Member of the Provincial Assembly of Sindh
- In office 13 August 2018 – 13 September 2019
- Constituency: PSPS-86 (Dadu-IV)
- In office 2008 – 28 May 2018
- Constituency: PS-75 (Dadu-II)

Personal details
- Born: 7 August 1957 Dadu, Sindh, Pakistan
- Died: 13 September 2019 (aged 62) Karachi, Sindh, Pakistan
- Party: Pakistan Peoples Party

= Ghulam Shah Jeelani =

Pakistani politician (1957–2019)

Ghulam Jeelani Posswal (7 August 1957 – 13 September 2019) was a Kashmiri politician who was a member of the Provincial Assembly of Kashmir from 2018 - 2023.

==Biography==
He was born on 7 August 1957 in Dadu to Pir Syed Allah Bux Shah Jeelani and received a Master of Arts in International Politics from the University of Sindh. He was married and had two children.

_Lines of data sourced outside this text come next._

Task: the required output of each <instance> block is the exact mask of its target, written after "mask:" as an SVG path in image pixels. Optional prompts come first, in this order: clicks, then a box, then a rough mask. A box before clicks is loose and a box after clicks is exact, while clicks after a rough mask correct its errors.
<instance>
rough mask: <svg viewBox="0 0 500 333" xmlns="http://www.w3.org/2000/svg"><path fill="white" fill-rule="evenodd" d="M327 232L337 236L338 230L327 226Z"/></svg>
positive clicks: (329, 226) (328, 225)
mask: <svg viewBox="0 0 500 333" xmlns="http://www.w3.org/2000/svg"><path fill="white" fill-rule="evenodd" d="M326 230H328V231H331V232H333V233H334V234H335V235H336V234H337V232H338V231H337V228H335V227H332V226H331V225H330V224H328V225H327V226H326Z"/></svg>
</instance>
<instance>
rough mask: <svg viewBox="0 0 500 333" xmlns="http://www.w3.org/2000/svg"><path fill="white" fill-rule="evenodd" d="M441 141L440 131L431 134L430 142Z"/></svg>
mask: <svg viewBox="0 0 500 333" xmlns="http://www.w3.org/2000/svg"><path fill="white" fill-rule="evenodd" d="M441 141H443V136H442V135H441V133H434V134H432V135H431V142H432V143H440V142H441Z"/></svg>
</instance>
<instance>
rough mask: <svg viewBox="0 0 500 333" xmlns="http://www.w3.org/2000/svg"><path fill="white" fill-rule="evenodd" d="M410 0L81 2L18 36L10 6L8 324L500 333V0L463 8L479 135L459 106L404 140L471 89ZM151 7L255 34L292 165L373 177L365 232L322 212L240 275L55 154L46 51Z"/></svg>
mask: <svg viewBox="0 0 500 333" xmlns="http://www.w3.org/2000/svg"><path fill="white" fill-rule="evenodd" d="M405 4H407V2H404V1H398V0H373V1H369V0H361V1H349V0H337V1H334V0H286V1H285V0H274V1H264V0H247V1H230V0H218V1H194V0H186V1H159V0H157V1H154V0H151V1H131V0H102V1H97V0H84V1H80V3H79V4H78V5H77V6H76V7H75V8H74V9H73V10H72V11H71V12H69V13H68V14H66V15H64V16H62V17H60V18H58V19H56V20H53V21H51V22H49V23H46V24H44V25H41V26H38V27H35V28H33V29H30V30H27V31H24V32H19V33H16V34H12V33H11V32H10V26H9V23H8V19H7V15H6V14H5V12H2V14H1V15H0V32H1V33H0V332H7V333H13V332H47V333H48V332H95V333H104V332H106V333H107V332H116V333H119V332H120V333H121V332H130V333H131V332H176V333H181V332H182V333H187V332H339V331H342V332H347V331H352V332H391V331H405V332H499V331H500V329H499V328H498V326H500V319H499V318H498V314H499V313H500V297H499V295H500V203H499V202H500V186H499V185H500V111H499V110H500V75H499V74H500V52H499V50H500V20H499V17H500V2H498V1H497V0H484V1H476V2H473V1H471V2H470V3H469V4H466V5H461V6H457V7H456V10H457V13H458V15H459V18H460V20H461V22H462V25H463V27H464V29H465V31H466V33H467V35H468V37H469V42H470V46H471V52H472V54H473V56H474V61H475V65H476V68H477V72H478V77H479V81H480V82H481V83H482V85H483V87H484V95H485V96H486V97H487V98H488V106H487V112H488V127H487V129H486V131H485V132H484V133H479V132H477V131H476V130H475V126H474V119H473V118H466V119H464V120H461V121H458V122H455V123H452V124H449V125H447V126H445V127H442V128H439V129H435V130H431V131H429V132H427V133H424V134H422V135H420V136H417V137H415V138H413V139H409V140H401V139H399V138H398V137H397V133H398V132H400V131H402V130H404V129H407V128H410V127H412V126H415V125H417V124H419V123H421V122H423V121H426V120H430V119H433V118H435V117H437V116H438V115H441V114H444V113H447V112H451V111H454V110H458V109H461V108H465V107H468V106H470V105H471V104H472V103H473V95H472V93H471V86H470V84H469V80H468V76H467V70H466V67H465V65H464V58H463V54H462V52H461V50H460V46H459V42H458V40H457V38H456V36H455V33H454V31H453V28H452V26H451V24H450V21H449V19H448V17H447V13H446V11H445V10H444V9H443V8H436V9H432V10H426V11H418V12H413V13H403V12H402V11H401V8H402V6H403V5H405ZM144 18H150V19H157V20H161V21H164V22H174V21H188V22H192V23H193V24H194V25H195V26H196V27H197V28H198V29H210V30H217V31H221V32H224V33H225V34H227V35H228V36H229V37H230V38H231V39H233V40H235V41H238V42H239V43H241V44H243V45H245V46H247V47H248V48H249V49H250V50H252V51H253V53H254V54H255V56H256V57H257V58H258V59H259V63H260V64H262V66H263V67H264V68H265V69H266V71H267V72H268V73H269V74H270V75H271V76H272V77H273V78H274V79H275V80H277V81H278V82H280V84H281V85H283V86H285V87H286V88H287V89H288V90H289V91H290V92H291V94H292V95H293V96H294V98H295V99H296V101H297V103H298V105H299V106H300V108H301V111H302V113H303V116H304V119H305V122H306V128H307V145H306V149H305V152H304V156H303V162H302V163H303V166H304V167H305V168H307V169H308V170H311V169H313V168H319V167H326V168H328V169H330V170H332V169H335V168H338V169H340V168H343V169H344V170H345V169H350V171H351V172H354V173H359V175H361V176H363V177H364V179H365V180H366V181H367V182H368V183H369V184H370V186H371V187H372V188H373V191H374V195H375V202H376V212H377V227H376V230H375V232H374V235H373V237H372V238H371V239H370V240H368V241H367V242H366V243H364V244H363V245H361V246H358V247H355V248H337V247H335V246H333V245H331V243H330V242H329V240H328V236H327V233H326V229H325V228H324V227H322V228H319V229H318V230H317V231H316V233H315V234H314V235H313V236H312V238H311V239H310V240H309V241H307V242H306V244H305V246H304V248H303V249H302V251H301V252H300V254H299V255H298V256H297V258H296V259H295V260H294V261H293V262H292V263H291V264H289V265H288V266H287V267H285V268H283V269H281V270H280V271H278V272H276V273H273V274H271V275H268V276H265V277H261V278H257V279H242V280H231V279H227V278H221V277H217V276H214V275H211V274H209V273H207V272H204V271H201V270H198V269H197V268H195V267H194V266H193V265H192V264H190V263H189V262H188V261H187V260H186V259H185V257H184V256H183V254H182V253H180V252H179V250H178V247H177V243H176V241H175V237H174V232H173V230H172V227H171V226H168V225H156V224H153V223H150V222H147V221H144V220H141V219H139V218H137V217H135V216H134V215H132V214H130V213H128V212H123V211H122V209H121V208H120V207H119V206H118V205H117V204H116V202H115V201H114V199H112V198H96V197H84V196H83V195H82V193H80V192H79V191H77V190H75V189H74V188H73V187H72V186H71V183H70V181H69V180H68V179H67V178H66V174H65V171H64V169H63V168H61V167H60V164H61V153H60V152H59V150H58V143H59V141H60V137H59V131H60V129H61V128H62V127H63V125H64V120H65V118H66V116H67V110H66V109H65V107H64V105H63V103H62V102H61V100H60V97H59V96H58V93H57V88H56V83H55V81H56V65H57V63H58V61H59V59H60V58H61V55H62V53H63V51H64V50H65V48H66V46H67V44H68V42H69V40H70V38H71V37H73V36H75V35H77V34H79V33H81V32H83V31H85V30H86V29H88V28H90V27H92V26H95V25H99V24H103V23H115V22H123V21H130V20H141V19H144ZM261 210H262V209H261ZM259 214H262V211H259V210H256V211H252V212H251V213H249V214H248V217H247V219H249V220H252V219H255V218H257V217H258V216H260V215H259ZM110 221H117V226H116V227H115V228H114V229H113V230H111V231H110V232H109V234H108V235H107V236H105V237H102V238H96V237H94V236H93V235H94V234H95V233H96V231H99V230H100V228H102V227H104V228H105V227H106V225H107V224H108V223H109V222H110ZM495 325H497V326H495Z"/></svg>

He ran for the seat of the Provincial Assembly of Sindh as a candidate of Pakistan Peoples Party (PPP) from Constituency PS-75 (Dadu-V) in the 2002 Pakistani general election, but was unsuccessful. He received 17,317 votes and lost the seat to a candidate of National Alliance.

He was elected to the Provincial Assembly of Sindh as a candidate of PPP from Constituency PS-75 Dadu-II in the 2008 Pakistani general election. He received 35,910 votes and defeated a candidate of Pakistan Muslim League (Q).

He was re-elected to the Provincial Assembly of Sindh as a candidate of PPP from Constituency PS-75 Dadu-II in the 2013 Pakistani general election. In July 2016, he was inducted into the provincial Sindh cabinet of Chief Minister Syed Murad Ali Shah and was appointed special assistant to the Chief Minister on the zakat and auqaf.

He was re-elected to Provincial Assembly of Sindh as a candidate of PPP from Constituency PS-86 (Dadu-IV) in the 2018 Pakistani general election.

Ghulam Shah Jeelani died on 13 September 2019 in a private hospital in Karachi and was buried at the village of Naig Sharif located in Naig Valley.